The couple, who are expecting their first child later this year, arrived on Tuesday in Montenegro where they were welcomed by members of his family.
AFP reporters at the scene said Sveti Stefan and Kraljicina beach were closed off to the public to prevent possible intruders or paparazzi.
Jelena Ristic, longtime girlfriend and future wife of Serbian tennis player Novak Djokovic, enters a vehicle after landing at Tivat airport on July 8, 2014. AFP
Security officers, dressed in civilian clothes, have been deployed in the area since Tuesday to ensure that the privacy sought by Djokovic is respected.
Tourists can freely access two beaches facing the islet but they are not allowed to cross the bridge to sit or walk the paths through a pine forest leading to the Kraljicina beach, according to AFP journalists at the scene.
Belgrade daily Blic reported that employees at the Sveti Stefan resort have signed a written pledge not to disclose any details relating to the wedding.
They are also forbidden from bringing any cameras or mobile phones to the islet, connected with the mainland by a stony strip.
Serbian tennis player Novak Djokovic (R) enters a vehicle after landing at Tivat airport on July 8, 2014. AFP
Media reports said 140 people had been invited to the wedding, including Djokovic's coaches Boris Becker and Marjan Vajda, as well as fellow tennis players Maria Sharapova and Andy Murray.
The event will reportedly cost some 500,000 euros ($680,000).
Djokovic meanwhile is said to have been paid 500,000 euros by British magazine Hello for exclusive photo rights of the wedding, an amount he has pledged to donate to charity.

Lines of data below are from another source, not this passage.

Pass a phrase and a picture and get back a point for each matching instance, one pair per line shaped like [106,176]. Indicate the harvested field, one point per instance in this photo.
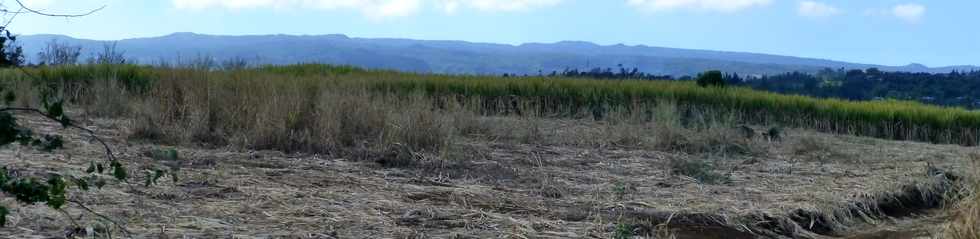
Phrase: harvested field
[562,184]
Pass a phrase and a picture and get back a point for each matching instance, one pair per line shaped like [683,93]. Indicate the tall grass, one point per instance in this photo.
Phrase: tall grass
[549,97]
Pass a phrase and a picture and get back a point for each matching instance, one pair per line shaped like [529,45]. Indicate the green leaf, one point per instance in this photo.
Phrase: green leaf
[91,167]
[9,98]
[82,184]
[3,216]
[100,183]
[157,174]
[56,192]
[118,171]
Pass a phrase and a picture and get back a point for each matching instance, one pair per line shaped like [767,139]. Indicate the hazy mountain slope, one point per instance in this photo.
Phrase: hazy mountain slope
[455,56]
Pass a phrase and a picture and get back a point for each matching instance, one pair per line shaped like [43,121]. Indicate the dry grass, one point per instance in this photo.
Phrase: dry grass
[274,156]
[966,218]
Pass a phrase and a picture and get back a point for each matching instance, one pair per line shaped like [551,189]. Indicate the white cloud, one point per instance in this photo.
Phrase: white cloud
[37,4]
[371,8]
[816,9]
[909,12]
[706,5]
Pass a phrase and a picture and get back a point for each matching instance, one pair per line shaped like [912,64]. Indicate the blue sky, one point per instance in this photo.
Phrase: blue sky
[891,32]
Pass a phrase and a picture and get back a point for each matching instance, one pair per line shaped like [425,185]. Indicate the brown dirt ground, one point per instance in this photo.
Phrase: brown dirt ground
[506,189]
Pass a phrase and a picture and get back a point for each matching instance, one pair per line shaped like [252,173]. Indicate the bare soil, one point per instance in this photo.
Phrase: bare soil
[503,189]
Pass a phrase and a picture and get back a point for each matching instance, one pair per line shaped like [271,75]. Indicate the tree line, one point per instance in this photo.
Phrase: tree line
[960,89]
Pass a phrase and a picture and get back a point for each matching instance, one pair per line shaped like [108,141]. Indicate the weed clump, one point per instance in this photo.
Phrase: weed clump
[701,170]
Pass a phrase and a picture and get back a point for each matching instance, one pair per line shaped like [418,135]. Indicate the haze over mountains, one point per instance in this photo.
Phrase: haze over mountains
[456,57]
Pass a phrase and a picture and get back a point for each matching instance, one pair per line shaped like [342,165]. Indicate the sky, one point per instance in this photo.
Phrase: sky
[889,32]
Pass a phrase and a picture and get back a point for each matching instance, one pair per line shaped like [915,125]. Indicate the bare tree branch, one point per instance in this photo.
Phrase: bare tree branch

The world number one, who dedicated his Wimbledon title to his future wife and child, said he would "now close a tennis chapter for a while."
"A lot of great moments are ahead of me: marriage, becoming a father in a few months ... I am going to enjoy spending time with my family and my future wife," Djokovic told reporters.
On Wednesday, on the mountain overlooking Sveti Stefan a sign which can be seen from the islet, was installed reading in capital letters: "There was a good reason for him to be born," a verse of famous Montenegrin poet and ruler from the 19th century Petar Petrovic Njegos in a reference to Djokovic."
- Luxurious Adriatic resort -The rocky islet of Sveti Stefan, which lies on 12,400 square meters (133,000 square feet), is one of the most luxurious resorts on the Adriatic coast.
A fortified village built in the 15th century to defend the mainland from a possible intrusion by Turkish soldiers, it became an islet for fishermen after the fall of the Ottoman empire.
In post-World War II communist Yugoslavia, the villagers were moved to the mainland and the islet became an exclusive resort for celebrity guests of then Yugoslav leader Josip Broz Tito.
Many international film stars, among them Elizabeth Taylor, Richard Burton, Orson Welles and Kirk Douglas, frequented the resort in the 1960s and 1970s.
It came under the world spotlight again with the 1992 match between former world chess champions Bobby Fischer and Boris Spassky, the first appearance by the reclusive US player after two decades.
Fischer, who won the match over the Russian master and his main rival, defied US and international sanctions imposed on then Yugoslavia for its role in the 1990s Balkan wars.
The resort is now managed by international chain Aman Resorts.